Those who heard Jim Geraghty’s presentation earlier this week to the John Locke Foundation’s Shaftesbury Society might remember his reference to an inspector general’s report linked to American operations in Afghanistan. Geraghty offers more details from that report in a new National Review Online column.

The report identified major problems in the Afghan government’s ability to pay for basic services, the Afghan military’s ability to operate and maintain U.S.-provided equipment, efforts to control opium production and the drug trade, and any ability to utilize the country’s natural resources.

Sopko and his staff operate separately from the Pentagon and have authority to review and audit any Afghan reconstruction activity performed by the U.S. government — the Department of Defense, the U.S. State Department, and the U.S. Agency for International Development and its contractors.

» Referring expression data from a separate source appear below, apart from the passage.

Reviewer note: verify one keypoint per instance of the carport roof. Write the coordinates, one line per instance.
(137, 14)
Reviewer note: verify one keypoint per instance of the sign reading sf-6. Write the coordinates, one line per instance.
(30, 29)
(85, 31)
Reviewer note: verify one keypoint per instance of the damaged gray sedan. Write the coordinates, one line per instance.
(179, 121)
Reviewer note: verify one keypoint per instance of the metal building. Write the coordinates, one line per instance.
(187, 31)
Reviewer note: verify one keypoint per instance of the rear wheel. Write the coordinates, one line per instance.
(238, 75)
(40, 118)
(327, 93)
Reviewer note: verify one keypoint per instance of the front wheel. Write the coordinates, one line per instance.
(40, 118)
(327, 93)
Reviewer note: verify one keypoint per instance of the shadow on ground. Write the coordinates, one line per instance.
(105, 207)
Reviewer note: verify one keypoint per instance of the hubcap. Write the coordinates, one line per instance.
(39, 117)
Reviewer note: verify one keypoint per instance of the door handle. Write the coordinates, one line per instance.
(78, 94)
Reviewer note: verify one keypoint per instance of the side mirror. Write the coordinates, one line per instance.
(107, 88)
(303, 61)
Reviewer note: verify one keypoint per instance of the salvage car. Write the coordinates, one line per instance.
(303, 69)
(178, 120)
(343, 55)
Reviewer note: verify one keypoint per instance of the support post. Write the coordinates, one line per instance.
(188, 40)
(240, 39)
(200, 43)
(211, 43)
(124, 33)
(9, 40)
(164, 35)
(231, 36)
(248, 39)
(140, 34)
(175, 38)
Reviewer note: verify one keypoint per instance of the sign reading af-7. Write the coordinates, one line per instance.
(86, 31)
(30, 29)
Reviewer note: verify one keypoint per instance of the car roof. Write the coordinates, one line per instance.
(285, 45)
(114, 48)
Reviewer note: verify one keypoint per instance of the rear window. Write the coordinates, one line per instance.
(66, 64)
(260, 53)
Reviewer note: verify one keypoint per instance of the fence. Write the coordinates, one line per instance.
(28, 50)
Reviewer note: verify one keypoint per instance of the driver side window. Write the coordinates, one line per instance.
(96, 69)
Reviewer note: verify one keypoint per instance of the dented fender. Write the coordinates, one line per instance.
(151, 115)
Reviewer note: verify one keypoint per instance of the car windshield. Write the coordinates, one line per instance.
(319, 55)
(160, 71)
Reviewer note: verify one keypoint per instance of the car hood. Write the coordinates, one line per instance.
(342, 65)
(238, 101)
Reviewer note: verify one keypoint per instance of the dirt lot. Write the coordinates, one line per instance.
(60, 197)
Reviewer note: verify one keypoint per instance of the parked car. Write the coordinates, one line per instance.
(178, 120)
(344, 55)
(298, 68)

The report begins with the eye-opening statistic that the U.S. has spent in Afghanistan a sum now comparable to the amount spent on the Marshall Plan to reconstruct 16 European countries after World War II. The $12.7 billion the U.S. spent on that project by 1951 would be about $116 billion in today’s dollars; Congress has appropriated more than $104 billion for the reconstruction of Afghanistan.

And it’s not over. “Despite the drawdown of U.S. and Coalition forces [from Afghanistan], our mission there is far from over,” Sopko declares in the report. “With almost $18 billion appropriated but not yet spent in the pipeline, and probably another $6 to $10 billion promised annually for years to come, Afghanistan reconstruction should still be relevant to every U.S. taxpayer and policy maker.”